2011 looked like more of the same for Plato, picking up where he left off with a pair of victories. However, as Matt Neal and Gordon Shedden began to pick up the pace in their turbo-powered Honda Civics (see below), he fell behind. The infamous barrel-rolling crash at Donington certainly put a dent in the team’s season, but Plato still scored an impressive eight victories. Once again, it was inconsistency which seemed to cost him a third championship victory.
Honda Civic – First seen in 2004
As mentioned above, the first S2000-spec Honda Civics actually appeared for a few rounds in 2004. Entered by Mardi Gras and Team Varta, the cars only raced during selected events, scoring no points. It wasn’t until 2007 that we would see the Honda Civic we’re all more familiar with.
Following two highly successful years in the BTC-spec Honda Integra, dragging themselves away from a car many considered to be an indestructible tank must have been tough for Team Dynamics. They returned in 2007 with the Civic (they had raced a BTC-spec Civic in 2004) which performed admirably with Gordon Shedden and Matt Neal taking 4 victories between them.
Various drivers, including Johnny Herbert and Dave Pinkney, would drive for the team in the ensuing years, but the car would never quite have the performance of the better-funded manufacturer entries.
It wasn’t until Honda reappeared as a manufacturer entry in 2010 that the car would show its true potential. Matt Neal finished second in the championship in 2010, and finished one higher in 2011 following a thrilling battle with team mate Gordon Shedden and Jason Plato.
Ford Focus – First seen in 2009
The Focus was first introduced in 2009 (ignoring its appearances as a production machine in 2001) under the banner of Team Aon. Tom Chilton would be joined by Alan Morrison and Tom Onslow-Cole during the season. The Focus was pretty uncompetitive during its first year, only coming of age at the final rounds of the season with a trio of podiums for Tom Chilton.
2010 was a much better year for the Arena-run team, with Tom Chilton and Tom Onslow-Cole taking a victory apiece when the series reached its third event at Brands Hatch. The pair would go on to score another five victories between them, although without some very conspicuous team orders at Silverstone, TOC would have had a genuine chance to win the overall title.

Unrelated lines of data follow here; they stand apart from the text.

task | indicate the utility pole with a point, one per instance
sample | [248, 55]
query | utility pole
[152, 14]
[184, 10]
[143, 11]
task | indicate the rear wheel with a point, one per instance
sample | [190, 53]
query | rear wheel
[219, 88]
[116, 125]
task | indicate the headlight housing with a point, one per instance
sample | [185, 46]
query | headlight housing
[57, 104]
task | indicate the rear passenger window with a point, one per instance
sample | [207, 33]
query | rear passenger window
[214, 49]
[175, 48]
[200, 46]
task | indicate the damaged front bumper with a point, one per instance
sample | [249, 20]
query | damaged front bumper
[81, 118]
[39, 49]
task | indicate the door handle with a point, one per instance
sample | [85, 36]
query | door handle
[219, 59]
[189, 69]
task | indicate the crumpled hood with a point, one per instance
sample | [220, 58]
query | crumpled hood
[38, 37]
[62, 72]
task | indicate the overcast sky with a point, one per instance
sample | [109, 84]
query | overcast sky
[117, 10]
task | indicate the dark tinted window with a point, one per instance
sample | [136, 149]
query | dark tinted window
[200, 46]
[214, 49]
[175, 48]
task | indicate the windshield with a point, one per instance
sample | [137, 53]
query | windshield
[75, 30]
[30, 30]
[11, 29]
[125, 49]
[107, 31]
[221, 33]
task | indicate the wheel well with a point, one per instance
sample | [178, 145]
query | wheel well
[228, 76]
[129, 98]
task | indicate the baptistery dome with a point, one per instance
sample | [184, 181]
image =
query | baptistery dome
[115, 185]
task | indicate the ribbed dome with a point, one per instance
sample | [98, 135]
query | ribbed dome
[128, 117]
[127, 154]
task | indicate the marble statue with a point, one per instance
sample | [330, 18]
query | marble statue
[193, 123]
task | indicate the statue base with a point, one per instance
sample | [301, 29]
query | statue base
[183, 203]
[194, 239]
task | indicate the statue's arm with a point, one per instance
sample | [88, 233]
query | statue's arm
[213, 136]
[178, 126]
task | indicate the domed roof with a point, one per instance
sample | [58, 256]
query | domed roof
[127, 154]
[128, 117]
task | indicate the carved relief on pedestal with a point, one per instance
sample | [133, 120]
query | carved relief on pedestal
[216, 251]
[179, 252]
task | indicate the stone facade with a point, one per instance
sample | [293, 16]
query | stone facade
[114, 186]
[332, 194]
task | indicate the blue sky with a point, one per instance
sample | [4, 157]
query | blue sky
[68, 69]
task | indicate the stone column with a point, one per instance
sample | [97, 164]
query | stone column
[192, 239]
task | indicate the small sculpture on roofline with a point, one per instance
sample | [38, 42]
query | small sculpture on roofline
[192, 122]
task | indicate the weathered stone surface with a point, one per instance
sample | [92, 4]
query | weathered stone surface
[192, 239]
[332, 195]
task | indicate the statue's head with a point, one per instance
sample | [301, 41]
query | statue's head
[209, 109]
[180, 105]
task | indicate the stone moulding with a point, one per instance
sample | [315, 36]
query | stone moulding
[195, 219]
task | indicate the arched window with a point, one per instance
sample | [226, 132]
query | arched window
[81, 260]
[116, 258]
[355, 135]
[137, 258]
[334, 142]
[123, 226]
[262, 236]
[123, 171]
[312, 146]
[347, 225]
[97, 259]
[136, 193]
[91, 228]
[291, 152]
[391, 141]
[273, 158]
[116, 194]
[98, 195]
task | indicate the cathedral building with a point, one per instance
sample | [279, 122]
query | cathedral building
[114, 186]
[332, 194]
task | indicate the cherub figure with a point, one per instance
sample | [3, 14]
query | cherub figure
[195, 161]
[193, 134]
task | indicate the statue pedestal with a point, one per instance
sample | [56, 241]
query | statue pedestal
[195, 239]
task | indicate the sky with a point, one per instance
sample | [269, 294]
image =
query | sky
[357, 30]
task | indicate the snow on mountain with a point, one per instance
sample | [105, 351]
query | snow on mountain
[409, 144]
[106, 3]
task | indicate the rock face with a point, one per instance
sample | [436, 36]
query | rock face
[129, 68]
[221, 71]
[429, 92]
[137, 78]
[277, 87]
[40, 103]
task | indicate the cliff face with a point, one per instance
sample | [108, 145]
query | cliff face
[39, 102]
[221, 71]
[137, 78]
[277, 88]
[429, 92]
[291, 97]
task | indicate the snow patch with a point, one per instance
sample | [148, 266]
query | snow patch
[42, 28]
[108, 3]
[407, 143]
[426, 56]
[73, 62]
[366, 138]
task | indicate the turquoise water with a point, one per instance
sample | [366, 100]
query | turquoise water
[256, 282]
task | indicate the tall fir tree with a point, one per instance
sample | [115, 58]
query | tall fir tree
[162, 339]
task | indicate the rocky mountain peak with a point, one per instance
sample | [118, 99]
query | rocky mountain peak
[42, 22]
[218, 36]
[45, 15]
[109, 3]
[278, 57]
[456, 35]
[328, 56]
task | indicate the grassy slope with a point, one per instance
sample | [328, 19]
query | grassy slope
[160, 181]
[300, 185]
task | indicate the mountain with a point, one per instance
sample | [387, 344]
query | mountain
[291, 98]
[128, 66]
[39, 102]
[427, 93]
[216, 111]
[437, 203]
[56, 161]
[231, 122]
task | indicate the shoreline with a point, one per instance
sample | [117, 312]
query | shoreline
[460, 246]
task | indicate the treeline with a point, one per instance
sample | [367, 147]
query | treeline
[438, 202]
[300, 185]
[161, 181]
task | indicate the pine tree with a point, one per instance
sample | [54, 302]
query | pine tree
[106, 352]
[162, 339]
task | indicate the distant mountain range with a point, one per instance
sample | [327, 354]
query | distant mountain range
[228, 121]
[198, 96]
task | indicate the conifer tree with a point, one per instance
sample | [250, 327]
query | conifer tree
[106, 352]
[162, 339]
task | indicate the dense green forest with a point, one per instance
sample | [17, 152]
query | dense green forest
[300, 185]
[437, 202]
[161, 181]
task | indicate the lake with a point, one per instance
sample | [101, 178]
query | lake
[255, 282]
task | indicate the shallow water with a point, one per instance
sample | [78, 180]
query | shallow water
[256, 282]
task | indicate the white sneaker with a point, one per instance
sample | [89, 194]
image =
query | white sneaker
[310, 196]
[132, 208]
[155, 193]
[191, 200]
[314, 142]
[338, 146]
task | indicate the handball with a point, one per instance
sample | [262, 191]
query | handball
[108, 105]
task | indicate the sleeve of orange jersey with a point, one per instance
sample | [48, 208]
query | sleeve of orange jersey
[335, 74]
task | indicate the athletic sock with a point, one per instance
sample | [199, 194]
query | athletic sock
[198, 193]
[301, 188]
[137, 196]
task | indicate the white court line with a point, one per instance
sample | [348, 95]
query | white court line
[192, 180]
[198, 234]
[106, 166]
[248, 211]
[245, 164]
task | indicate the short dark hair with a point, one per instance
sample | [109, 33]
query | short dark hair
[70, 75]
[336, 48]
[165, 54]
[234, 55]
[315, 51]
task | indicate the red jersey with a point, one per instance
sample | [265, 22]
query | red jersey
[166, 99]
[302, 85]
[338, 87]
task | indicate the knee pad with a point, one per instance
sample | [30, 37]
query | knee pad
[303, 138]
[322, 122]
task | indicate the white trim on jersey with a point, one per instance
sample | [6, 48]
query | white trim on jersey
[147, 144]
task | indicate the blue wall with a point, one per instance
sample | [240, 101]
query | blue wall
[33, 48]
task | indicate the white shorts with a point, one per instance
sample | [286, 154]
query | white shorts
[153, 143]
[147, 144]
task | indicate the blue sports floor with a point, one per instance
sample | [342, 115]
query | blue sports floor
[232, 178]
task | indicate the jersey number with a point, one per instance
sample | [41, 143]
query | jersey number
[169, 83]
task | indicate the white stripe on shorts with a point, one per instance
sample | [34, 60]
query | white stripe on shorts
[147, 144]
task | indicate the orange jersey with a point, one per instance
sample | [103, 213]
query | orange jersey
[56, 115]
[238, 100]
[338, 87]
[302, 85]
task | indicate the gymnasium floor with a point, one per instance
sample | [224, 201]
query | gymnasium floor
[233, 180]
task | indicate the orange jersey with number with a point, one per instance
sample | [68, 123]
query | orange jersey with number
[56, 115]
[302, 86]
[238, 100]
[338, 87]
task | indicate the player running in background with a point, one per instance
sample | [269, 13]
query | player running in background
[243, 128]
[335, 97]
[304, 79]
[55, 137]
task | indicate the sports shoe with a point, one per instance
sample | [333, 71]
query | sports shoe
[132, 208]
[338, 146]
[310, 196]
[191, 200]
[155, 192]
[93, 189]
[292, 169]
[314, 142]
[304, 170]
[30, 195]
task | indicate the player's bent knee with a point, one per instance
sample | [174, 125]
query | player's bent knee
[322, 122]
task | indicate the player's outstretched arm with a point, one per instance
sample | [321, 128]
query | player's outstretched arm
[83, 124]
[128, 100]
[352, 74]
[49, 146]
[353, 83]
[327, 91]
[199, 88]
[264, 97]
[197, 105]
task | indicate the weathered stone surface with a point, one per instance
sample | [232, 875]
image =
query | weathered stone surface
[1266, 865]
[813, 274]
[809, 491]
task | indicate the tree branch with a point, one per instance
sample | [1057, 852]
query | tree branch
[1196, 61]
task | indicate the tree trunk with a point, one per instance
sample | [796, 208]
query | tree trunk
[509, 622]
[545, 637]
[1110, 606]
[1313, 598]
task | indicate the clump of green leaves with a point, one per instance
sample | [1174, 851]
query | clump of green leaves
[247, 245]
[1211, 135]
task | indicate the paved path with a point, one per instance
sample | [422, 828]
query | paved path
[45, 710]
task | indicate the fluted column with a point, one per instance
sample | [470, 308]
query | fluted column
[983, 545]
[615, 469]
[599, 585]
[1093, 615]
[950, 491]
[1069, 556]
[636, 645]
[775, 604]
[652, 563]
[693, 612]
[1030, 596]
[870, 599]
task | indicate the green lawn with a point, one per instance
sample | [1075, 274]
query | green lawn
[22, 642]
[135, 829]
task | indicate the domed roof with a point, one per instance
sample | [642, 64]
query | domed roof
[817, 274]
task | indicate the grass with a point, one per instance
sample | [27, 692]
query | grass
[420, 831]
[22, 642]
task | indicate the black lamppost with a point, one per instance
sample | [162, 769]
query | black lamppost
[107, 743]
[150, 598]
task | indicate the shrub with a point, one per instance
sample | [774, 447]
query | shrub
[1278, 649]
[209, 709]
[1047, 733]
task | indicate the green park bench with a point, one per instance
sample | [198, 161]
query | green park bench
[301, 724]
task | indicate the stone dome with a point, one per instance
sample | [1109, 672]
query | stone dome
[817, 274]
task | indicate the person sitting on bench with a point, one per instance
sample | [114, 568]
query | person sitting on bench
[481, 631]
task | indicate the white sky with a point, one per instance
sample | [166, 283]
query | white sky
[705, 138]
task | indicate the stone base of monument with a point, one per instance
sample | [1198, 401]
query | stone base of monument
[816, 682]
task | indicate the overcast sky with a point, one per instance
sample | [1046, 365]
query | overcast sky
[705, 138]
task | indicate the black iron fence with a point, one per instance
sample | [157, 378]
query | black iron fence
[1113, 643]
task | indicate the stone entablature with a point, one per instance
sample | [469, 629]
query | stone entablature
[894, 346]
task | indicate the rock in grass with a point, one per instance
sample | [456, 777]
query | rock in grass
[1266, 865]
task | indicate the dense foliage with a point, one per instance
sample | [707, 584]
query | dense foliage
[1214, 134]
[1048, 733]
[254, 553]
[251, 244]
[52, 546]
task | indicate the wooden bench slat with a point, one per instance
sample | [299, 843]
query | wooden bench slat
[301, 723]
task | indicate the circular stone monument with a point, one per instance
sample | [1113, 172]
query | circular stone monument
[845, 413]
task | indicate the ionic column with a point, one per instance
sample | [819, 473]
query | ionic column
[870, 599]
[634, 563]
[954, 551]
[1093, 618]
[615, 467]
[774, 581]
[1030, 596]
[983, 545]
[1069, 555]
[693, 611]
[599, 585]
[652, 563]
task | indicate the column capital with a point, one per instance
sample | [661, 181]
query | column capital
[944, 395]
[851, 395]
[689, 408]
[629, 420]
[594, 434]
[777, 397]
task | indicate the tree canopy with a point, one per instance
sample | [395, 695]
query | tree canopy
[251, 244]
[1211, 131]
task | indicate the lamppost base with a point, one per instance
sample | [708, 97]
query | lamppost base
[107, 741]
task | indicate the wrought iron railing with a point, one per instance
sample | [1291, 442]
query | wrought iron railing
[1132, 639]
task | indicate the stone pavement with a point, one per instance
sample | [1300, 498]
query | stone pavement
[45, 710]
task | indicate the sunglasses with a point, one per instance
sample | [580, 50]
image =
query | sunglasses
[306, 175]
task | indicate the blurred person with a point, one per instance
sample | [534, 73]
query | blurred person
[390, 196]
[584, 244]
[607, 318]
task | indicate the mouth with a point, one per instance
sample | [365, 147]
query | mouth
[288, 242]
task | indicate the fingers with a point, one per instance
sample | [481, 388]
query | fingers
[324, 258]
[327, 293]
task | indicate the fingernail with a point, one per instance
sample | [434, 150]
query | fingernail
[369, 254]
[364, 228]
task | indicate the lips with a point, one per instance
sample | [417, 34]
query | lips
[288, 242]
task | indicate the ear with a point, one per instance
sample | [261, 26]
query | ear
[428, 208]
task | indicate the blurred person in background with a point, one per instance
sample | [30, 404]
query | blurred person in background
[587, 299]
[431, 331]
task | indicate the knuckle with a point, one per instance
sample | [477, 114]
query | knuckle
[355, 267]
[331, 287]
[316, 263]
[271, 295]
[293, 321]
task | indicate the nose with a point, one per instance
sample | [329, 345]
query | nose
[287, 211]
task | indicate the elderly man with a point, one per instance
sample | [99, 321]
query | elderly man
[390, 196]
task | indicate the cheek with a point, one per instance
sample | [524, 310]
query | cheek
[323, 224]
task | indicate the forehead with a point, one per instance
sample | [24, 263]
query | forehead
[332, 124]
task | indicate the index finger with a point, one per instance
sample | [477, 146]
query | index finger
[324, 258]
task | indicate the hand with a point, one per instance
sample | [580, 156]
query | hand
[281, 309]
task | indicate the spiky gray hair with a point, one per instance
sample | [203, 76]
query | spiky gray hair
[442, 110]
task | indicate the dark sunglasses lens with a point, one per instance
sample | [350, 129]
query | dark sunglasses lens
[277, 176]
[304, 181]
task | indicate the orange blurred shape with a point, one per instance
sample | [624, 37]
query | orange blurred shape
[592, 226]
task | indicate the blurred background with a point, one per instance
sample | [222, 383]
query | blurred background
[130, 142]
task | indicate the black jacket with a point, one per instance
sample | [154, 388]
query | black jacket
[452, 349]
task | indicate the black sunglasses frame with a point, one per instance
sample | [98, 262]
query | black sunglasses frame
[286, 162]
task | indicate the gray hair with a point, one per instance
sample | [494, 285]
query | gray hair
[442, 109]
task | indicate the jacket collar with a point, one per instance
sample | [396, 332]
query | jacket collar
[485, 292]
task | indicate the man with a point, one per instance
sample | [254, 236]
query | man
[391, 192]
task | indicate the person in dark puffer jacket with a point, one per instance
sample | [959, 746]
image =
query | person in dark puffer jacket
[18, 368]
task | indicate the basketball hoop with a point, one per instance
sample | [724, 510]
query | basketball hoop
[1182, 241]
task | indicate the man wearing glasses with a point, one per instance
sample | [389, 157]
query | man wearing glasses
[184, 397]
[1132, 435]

The 2011 season saw Chilton paired with Andy Neate and, later, Tom Onslow-Cole. Chilton would only take two victories during the season before departing for the WTCC. Motorbase-run Airwaves Ford Focus’ saw much more success in 2011, with Mat Jackson taking four victories and 4th in the championship.
Motorbase achieved more victories in the S2000 Focus in 2012, but its attention had already turned to NGTC regulations, with Mat Jackson being switched into a new-spec Focus towards the end of the season. The Ford Focus has the honour of taking the last ever overall race victory for an S2000 specification car. The win came in the penultimate race of 2012 at Brands Hatch, with Aron Smith at the wheel.
The S2000 Focus continues to make appearances at BTCC rounds under the Motorbase banner, with Liam Griffin finding himself the closest challenger to the all-dominant Lea Wood in the Jack Sears Trophy.
So, the S2000 class is soon to be no more, but it has proved to be a hugely important chapter in the BTCC’s history. Huge grids towards the end of the last decade proved its success, and NGTC certainly has a lot to live up to.